Al Gore’s Unconcern for People
Tibor R. Machan
Only a few sentences of Larry King’s recent interview with former Vice President Al Gore caught my eyes and ears but they were enough to confirm what I had been suspecting all along. Asked about his view of the famous Cambridge University astrophysicist Stephen Hawking’s idea that human beings need to prepare to eventually move into outer space, Gore flatly dismissed it.
Anyone who is seriously concerned about how human beings might cope with ecological problems here on earth would need to consider as at least one possibility the emigration of people from earth to some new frontiers. These would surely be possibilities worth considering by those who believe, honestly, that in some centuries or even decades to come, earth will no longer be capable of supporting human life.
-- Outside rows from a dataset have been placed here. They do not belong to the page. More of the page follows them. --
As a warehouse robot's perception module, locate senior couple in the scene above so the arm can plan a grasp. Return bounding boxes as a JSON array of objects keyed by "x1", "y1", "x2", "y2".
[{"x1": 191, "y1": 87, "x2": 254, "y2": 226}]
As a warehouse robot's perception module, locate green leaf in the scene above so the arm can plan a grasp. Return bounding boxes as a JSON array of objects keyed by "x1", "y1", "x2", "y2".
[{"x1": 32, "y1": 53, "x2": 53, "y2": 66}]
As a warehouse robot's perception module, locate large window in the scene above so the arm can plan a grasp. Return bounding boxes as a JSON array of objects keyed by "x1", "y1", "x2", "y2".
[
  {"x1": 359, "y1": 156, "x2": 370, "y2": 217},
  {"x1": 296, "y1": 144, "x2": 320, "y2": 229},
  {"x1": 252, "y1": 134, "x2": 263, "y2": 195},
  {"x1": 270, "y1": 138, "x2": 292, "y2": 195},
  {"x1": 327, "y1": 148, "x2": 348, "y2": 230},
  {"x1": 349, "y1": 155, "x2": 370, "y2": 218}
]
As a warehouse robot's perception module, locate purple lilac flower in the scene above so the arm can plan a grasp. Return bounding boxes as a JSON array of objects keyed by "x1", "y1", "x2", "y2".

In principle, the idea Hawking has floated, by no means original with him, is merely a logical extension of what has been happening on earth for as long as living things have been inhabiting it. The more there is of them, the further away they need to move from where they were initially hatched, as it were. Birds, fish, and humans—you name them. When they increase in numbers, they slowly extend the territory they can successfully inhabit. Not that this always happens smoothly or that it can happen rapidly. Living beings that are unable to change their environment on their own initiative have needed to slowly adjust to some of the new areas to which they had to migrate. But just consider one clear case in point: in time some fish move on to shore and managed to live there as land based animals.
But when it comes to human beings, the possibility of migration from earth to some other planets can be seen to be more promising that what the slow process of evolution illustrates with most living beings. That’s because human beings need not await the workings of natural selection in how they adjust to new regions where they can successfully survive and flourish. People are unique in large measure because they can choose to transform their environments, not merely evolve to be able to live in them. The evidence for this is overwhelming.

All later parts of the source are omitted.